C'est ce que Max Tepp, un des maîtres de l'Ecole Nouvelle de Hambourg, explique ainsi : « Nous croyons que le paysan contemplant, le soir devant la porte de sa maison, le ciel et les astres, est plus près de l'esprit du monde que tel étudiant qui, après avoir appris les lois de Copernic, prend une carabine pour défendre le gouvernement existant » et plus loin : « Peu importe que je sache ceci ou cela, pourvu que je saisisse le sens et la raison de toutes choses, autour de moi et en moi. Il ne servira à rien que je sache plus tard comment les hommes célèbres agissaient, mais il faudra que je sache, au moment opportun, ce que j'aurai à faire. »
Quand nos enfants seront enfin des hommes, ils ne pourront plus souffrir le capitalisme qui sera une offense à leur bon sens ; vous n'avez pas à leur prêcher la lutte de classe. Ils seront ainsi le plus ferme soutien du régime révolutionnaire, avec cet avantage qu'avec des esprits ainsi formés, les conquêtes seront définitives, car les mêmes fusils qui ont fait la révolution sauraient au besoin la défendre.

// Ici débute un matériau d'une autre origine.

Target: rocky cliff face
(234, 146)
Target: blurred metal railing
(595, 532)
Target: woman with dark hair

Libérons-nous de tous les dogmes ; faisons l'école pour l'enfant. Eduquons-les en pensant, non que nous faisons des capitalistes ou des communistes, mais en nous persuadant bien que ces enfants - surtout au tournant social où nous nous trouvons - nous avons la charge d'en faire des hommes et non des citoyens, des hommes ayant soif d'amour et de liberté et qui emploieront tous leurs efforts à se libérer.